The next evening at Toolik, we went
farther down the Dalton Highway. It was only Anna,
Don, and I who took the journey. She said that it
would only take an hour to get to the Brooks Range;
this was the same range that, on a clear day, you
could see all the way from Prudhoe Bay. On the entire
trip to Toolik, I could see them, clouded and fogged
in the distance. After an hour, we had reached the
ancient glacial passage. I, for the first time in my
life, saw the snow covered mountains and the verdant
valleys filled with the same tundra that I had seen
the day before. The only reaction I could have was
amazement; the whole scene was breathtaking,
gorgeous. The mountains were so smooth from afar,
that it seemed like hot magma had poured on their
slopes and hardened there without erosion every
touching it. When we reached Atigun Pass, we could
just reach out and grab the mountains. The rocks were
red and the slopes were no longer smooth as they had
been before. The truck climbed the road that was
tucked into the side of the mountain, and from that
elevation, we could see the valley, complete with
blue-green waterfalls, below us. As we reached the
top of the pass, it began to sleet, a phenomenon that
was new to me.
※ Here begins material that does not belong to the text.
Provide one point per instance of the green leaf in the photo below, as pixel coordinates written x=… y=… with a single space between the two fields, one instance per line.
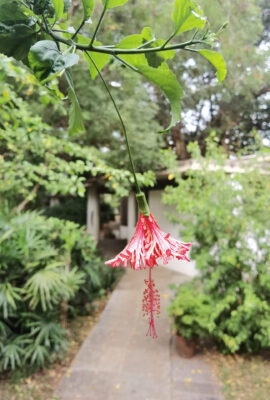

We then descended the other side of
the pass and turned around. When we reached the top
of the pass, it began to snow. We stopped the car and
Anna and I got out.
When my warm fingers reached out to touch the snow, it disappeared quickly in my hand, leaving only the clear water that it had originated from. I have read about snow and I have seen snow in movies, but the experience of snow was something that I just enjoyed. It is hard to describe my emotions, but when you see something that is simple in form it is like a connection to your past. I felt that I could melt out there with the snow and live in that state of bliss forever.
The next day, we woke up to the welcoming snow covered ground. We did the probing of the active-layer out in that snow covered ground. We trudged through the thin layers of snow, and we worked. Is this heaven, I thought to myself. No, this is what I want to do: I want to wake up to the snow covered ground and do research cuddled between that soft snow below your feet and the white clouded sky above your head. It was this gift that ARCUS and TEA have given to me, a gift that I shall not soon forget.
Anna, Don, Dr. Nelson, Sam, and
everyone else has left a mark on my character. If
only I could strive to be as committed as Dr. Nelson,
or as honest and caring as Anna, or as brilliant as
Don, or as wise as Sam, then, I very well think, I
will suffer from multiple personalities, but I will
be happy.
When I arrived home, I was very disappointed. The nature that I had woken up to was covered with regularly planted trees, not the random assortment that nature gives rise to. The nature I woke up to was filled with cars and traffic, worries and problems. I still have memories, however, of the incredible lakes and caribou trotting just in the distance. I still dream that I'm in that land, wandering... wondering.